Could it really be that the FA was just doing her job and bears no responsibility for the death of a dog?
Reader Anthony did not agree with the arguments I made for why the United Airlines’ flight attendant who ordered a woman to place her dog in the overhead locker should be fired.
While I disagree with his overall conclusion, I’m featuring his rebuttal because I considered it thoughtful. This is not a “dogs don’t belong on planes” diatribe.
Matthew, I love your writing but you are just plain wrong on the issue of who is to blame in the recent tragic death of a dog aboard a United flight.
You fairly laid out the facts, but consider how the facts look through the lens of my analysis.
1. Lack of Personal Responsibility
First, it is inconceivable that the passenger should be given a free pass for failing to exert personal responsibility. I don’t dispute that many passengers obey flight crew instructions out of fear. Nevertheless, if a FA demanded that you engage in injurious behavior, would you just blindly oblige? Even if it meant placing your loved one in harm’s way? The passenger had a choice to make. There is always a choice.

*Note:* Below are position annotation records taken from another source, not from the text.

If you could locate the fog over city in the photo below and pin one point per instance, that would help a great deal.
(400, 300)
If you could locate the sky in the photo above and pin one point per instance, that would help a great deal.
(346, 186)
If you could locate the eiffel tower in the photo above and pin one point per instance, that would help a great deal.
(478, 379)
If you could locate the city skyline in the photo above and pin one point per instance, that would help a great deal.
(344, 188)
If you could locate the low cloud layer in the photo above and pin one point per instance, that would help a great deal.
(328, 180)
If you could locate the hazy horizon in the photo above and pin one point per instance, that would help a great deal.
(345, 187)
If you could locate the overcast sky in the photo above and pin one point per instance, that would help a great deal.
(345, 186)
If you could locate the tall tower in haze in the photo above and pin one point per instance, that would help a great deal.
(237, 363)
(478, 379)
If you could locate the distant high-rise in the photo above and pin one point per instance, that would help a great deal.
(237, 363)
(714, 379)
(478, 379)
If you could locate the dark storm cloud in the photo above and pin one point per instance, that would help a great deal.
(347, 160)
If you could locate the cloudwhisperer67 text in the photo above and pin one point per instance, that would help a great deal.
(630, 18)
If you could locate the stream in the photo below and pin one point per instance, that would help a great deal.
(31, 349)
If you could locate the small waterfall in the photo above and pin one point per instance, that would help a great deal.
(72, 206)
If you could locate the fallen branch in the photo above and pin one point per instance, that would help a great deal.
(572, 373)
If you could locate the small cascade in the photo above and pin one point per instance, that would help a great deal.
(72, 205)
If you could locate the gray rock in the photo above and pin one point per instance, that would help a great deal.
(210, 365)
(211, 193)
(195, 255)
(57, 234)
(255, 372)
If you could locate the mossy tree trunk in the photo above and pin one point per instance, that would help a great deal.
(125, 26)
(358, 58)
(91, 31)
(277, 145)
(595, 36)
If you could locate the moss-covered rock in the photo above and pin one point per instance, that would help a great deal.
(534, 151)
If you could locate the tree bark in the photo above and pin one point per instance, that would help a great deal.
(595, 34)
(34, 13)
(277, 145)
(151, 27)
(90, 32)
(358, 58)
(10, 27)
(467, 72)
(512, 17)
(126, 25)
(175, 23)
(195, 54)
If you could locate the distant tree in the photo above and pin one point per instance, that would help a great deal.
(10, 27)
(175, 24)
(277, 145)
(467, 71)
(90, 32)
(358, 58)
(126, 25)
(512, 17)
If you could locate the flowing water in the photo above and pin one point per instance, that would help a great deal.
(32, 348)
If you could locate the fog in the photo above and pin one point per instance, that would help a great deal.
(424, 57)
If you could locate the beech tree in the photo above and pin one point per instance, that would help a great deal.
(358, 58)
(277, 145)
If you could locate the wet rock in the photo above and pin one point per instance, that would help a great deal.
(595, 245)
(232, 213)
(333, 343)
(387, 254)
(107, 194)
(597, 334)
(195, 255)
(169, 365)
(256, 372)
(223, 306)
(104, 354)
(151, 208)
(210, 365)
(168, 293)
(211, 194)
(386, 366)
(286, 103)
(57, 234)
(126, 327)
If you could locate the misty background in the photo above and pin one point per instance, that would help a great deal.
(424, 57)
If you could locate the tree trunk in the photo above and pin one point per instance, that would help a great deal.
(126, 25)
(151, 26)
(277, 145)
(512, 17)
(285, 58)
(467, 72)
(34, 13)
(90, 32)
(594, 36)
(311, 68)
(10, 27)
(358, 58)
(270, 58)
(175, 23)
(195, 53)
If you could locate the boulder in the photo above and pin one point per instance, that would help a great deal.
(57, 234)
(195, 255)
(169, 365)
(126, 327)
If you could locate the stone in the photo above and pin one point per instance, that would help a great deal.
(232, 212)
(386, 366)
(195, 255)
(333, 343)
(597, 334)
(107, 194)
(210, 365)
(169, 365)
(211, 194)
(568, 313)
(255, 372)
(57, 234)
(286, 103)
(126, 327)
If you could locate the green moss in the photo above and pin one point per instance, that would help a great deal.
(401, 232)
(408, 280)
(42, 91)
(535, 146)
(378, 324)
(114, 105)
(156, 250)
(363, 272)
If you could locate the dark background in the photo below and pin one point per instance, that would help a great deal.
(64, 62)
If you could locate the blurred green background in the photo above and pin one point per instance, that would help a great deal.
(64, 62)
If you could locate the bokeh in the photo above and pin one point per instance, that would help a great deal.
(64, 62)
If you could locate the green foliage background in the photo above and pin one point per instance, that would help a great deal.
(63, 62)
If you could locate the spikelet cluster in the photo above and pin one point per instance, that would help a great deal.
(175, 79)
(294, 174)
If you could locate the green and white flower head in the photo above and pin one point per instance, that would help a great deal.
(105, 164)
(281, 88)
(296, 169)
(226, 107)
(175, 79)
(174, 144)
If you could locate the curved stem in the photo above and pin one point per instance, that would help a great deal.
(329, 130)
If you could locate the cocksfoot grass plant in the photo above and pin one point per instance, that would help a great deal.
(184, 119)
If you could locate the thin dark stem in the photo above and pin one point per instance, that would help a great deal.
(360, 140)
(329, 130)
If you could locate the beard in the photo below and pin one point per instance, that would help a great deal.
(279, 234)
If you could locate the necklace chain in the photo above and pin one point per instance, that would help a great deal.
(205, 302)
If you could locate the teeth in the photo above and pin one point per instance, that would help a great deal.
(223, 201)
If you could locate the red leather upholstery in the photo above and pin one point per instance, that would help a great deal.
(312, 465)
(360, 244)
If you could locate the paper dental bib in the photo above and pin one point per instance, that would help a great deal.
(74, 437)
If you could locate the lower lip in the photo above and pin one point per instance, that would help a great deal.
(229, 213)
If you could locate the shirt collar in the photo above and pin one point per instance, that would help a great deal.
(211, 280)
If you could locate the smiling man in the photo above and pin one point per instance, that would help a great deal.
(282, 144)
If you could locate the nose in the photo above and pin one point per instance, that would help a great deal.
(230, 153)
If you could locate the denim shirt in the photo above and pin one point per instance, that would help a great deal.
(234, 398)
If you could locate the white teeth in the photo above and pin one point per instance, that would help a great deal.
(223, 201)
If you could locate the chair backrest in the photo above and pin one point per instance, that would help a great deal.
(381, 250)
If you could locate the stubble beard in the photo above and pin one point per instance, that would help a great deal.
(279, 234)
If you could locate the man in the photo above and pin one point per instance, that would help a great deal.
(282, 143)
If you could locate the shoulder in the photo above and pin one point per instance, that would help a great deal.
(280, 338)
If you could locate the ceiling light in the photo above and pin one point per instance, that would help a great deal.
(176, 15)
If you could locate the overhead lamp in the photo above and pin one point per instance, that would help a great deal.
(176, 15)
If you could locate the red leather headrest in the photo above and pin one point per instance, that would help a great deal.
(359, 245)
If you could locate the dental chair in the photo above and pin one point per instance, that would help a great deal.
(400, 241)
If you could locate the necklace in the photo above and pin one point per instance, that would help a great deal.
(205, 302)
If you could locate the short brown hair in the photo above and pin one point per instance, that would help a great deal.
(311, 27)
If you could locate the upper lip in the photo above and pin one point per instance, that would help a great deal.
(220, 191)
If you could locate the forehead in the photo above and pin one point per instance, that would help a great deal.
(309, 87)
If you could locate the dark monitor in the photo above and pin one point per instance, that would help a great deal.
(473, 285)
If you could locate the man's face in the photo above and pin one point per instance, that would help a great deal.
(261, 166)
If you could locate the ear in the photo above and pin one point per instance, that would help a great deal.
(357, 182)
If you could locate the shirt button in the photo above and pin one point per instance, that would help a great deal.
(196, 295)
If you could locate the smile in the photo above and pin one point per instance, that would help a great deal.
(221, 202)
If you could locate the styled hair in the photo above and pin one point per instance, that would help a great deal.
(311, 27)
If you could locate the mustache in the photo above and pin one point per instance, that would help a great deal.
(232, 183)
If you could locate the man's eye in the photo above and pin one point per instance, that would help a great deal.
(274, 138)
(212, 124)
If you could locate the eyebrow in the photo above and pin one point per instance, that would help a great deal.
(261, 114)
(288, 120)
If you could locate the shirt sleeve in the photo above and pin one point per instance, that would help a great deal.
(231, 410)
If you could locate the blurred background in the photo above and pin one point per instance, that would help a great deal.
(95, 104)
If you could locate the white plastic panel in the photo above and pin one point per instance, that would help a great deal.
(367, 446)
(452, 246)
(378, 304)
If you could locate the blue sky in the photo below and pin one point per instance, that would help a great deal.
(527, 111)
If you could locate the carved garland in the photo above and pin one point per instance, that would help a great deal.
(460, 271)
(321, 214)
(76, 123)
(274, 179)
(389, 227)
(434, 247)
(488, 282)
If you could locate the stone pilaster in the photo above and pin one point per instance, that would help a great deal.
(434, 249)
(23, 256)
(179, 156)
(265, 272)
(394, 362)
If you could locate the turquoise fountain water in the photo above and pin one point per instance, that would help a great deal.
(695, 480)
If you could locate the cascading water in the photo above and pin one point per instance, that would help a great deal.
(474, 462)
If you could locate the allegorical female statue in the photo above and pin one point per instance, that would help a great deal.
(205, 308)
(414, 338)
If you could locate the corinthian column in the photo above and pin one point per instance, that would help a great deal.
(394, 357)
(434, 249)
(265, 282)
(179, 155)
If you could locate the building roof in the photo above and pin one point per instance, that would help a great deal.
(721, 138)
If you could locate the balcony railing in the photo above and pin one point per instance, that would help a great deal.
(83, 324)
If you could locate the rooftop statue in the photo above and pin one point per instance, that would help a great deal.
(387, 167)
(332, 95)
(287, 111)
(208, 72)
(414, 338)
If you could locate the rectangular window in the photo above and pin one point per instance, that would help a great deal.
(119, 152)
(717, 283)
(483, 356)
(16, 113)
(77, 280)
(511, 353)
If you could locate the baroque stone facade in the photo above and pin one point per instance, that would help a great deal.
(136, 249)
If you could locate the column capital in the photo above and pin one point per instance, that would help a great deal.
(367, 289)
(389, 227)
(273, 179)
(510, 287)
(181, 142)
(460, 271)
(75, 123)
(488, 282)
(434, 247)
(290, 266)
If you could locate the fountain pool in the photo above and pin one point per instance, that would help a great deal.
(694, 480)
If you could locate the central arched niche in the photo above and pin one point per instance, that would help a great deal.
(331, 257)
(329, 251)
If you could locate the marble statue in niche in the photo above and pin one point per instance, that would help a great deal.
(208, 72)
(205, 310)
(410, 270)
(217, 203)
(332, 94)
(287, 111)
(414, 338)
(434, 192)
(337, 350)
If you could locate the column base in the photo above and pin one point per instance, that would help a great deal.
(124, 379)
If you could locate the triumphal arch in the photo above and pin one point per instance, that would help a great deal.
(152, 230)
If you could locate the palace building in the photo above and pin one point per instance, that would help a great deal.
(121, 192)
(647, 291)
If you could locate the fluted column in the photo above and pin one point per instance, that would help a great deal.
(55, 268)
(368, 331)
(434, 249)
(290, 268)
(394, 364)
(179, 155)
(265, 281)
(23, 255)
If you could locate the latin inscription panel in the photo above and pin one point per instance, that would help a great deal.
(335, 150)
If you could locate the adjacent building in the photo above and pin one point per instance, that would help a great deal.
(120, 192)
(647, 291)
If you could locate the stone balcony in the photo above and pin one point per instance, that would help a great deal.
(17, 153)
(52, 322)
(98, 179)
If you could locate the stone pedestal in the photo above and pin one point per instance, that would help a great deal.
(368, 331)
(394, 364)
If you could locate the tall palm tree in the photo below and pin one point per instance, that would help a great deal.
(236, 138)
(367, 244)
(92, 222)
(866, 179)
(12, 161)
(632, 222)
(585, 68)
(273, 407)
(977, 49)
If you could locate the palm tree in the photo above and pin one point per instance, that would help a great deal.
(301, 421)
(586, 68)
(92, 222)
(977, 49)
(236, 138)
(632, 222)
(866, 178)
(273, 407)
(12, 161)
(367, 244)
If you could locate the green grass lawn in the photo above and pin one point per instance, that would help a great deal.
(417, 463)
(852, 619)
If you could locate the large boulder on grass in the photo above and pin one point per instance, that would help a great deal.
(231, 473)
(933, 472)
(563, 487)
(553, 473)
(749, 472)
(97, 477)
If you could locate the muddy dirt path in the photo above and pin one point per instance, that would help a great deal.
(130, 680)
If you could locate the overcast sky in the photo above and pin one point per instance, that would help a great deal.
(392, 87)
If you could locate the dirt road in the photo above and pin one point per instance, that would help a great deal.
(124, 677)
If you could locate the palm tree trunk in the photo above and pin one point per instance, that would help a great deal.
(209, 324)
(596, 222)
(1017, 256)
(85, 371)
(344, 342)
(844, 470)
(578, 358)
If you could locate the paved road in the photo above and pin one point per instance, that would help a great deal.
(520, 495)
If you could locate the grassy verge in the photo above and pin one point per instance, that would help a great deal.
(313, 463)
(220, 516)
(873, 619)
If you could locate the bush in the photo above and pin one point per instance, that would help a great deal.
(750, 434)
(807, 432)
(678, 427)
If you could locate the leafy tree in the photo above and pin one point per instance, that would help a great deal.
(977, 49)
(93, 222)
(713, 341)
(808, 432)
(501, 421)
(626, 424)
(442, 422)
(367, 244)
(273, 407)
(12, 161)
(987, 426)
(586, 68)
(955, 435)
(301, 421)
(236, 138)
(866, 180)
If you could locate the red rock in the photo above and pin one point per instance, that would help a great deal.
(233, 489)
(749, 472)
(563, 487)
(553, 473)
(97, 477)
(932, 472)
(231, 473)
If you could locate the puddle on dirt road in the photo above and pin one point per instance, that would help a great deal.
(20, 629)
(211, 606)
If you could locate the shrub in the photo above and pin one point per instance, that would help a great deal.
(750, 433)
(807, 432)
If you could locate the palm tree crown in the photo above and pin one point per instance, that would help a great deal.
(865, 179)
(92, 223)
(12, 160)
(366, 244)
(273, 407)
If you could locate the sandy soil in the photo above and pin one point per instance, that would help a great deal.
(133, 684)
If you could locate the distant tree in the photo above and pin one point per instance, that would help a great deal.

But that’s only half the point. A flight from Houston Bush Intercontinental to New York LaGuardia is 3.5 hours. How can you simply not check in on your puppy for the duration for the flight? What if he needed food or water? This was neglect on the part of the owner. Even if she was occupied with her newborn, her teenage daughter could have checked on the dog during the flight.
The passenger must take responsibility for ultimately failing to do her part to protect the life of her dog.
2. Regulation Does Not Explicitly Prohibit Overhead Storage
Second, you were correct in your Law in Travel post that no federal regulation or internal United Airlines policy excplcity prohibits placing a pet into an overhead bin. While the rules and regulations point toward stowing a pet under the seat in front of you, I see no rules that either mandate storage under the seat or prohibit storage in an overhead bin.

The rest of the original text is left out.